Across the country, corporate wrongdoers are amending their contracts to ban individual and class action litigation. They’re also working to expand federal preemption, forced arbitration and court secrecy to preclude many suits and bury the rest.
What Public Justice Is Doing
Click the video above to hear from our Paul Bland who spoke with Mass Tort News LegalCast regarding our Access to Justice work.
Court Secrecy
We’re working to overturn overly broad secrecy orders in a substantial number of cases, establish important new precedents, and change the culture in which courts enter sealing orders without justification or even serious consideration.
Disparate Impact
We’re working to protect this avenue of relief where it has been recognized — and argue for its expansion into new areas of law.
Forced Arbitration
We’re fighting forced arbitration clauses that can still be defeated in court, and using our extensive expertise to advocate with lawyers, public interest organizations, regulators, legislators and the public about how forced arbitration is used to violate the law with impunity.
Federal Preemption
Through our litigation, we are protecting state laws that offer meaningful justice to people.
Class Action Preservation
We are combating the strategies corporations endlessly devise to deny people the right to pursue class actions and fight to expand the availability of class actions where they are necessary to provide a meaningful remedy to victims of illegal conduct.
Standing Doctrine
We are fighting barriers that keep consumers and workers from having their claims heard in court by challenging harmful interpretations of Article III standing and ensuring that the court system remains a viable path to obtaining justice.
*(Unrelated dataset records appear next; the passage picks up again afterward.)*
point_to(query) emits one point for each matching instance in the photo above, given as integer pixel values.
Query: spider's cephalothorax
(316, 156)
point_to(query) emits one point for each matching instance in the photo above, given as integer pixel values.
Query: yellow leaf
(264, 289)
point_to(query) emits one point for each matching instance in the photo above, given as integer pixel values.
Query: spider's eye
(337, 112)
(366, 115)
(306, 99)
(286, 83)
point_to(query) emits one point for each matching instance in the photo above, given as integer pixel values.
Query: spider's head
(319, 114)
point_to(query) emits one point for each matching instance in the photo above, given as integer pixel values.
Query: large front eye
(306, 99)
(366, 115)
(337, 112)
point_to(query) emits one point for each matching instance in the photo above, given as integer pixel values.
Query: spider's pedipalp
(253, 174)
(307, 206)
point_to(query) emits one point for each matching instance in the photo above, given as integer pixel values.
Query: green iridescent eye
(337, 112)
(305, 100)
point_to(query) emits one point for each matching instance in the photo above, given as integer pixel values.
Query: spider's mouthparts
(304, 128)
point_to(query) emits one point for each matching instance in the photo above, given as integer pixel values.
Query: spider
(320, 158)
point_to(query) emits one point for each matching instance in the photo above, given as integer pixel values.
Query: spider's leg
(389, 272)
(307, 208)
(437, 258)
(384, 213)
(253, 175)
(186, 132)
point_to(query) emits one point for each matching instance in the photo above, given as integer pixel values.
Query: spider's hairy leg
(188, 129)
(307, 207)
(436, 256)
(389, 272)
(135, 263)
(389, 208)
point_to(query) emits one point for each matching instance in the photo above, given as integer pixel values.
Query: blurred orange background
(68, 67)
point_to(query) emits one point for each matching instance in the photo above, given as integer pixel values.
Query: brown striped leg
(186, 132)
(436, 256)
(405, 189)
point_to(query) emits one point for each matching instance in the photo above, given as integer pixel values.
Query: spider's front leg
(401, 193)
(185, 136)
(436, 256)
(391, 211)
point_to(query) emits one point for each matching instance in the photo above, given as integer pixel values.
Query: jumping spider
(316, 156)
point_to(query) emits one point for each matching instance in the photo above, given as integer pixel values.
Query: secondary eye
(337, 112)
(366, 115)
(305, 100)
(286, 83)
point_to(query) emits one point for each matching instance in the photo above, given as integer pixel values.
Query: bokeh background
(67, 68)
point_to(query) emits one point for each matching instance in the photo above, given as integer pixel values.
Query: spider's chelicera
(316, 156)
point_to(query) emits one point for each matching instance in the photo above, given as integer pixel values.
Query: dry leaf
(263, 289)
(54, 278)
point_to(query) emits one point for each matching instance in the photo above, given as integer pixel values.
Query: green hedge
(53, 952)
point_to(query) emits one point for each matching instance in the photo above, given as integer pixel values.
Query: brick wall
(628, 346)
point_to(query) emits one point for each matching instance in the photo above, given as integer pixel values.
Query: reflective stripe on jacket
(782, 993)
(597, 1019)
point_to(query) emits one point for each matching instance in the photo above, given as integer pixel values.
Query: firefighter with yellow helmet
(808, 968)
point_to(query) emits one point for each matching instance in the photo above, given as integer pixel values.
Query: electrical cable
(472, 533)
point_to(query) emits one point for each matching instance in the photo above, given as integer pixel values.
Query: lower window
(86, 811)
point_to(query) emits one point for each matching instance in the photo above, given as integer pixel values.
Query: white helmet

Fighting the Incarceration and Detention Industrial Complex
We are dismantling immunity doctrines and other procedural barriers that deny incarcerated people access to justice. By making the civil justice system more accessible for incarcerated people and their families, we aim to mitigate human suffering, to make working with carceral facilities unprofitable, and to support a new vision of criminal justice that prioritizes restoration and healing over punishment and violence.